I woke up one night, week 40+3 of my pregnancy, noticing that the practice surges I had been experiencing on and off appeared to be coming regularly. I felt a rush of excitement.
Could this be it?!
I got out of bed around 3:00 in the morning, without waking my husband, and went to the balcony. I sat quietly, listening to my body, trying to figure out whether our daughter was finally deciding to come and join us in the outside world.
Throughout the morning, the surges seemed to slow down. I tried not to feel disappointed. Instead I kept myself busy with calm distractions.
As the evening arrived, the surges became regular again. I didn't want to put too much thought into it in case it was just false alarm anyway, so I decided to keep myself distracted by crafting a mobile to hang over my daughter's crib.
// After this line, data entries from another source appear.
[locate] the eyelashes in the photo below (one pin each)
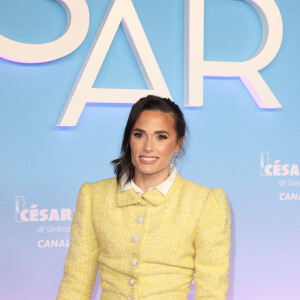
(140, 135)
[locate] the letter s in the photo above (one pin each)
(78, 20)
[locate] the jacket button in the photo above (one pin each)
(140, 219)
(134, 238)
(134, 262)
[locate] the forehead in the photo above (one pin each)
(155, 119)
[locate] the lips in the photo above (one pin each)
(148, 159)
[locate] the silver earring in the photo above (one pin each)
(176, 158)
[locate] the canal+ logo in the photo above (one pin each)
(35, 214)
(276, 168)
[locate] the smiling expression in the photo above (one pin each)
(153, 142)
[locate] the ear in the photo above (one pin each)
(179, 144)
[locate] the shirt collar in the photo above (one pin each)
(163, 187)
(152, 196)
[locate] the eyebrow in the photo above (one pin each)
(157, 132)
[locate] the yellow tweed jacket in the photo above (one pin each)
(148, 246)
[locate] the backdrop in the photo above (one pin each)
(252, 153)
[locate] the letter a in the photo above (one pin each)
(196, 68)
(120, 11)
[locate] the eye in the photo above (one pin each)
(138, 135)
(162, 137)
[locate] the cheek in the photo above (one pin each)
(133, 145)
(168, 149)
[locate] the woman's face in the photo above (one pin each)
(153, 142)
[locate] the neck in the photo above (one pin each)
(145, 181)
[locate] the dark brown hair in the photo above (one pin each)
(123, 164)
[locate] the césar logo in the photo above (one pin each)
(34, 214)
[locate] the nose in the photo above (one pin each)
(148, 146)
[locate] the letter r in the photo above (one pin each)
(196, 68)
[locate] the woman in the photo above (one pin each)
(149, 228)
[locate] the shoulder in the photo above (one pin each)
(207, 194)
(193, 187)
(87, 188)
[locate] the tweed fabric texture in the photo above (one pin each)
(149, 246)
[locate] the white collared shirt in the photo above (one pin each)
(162, 187)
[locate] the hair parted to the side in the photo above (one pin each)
(123, 164)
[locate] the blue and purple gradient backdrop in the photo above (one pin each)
(47, 164)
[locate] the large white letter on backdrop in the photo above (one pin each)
(119, 12)
(196, 68)
(78, 20)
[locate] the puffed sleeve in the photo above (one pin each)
(212, 246)
(81, 266)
As time past, the surges kept coming every 15 min. My doubts slowly drifted away and gave space for certainty. I knew it was time. She was coming.
Around 21:00 the surges started to ask for my attention. With each surge I had to stop what I was doing to focus on the surge. It wasn't painful, but it was as if my body was telling me that it was time to turn my attention inwards. So I decided to listen.
I left the mobile half done there on the table and went to the bed. I sat down comfortably in my pillow nest (accompanied by our cat and our dog) and allowed myself to relax completely.
As time past, the surges became more intense and arrived more frequently. My husband was sitting by my side. In between surges we sometimes exchanged a few words, but as soon as I felt a new surge coming, I closed my eyes and focused on relaxing and taking slow and deep breaths, breathing up with each surge.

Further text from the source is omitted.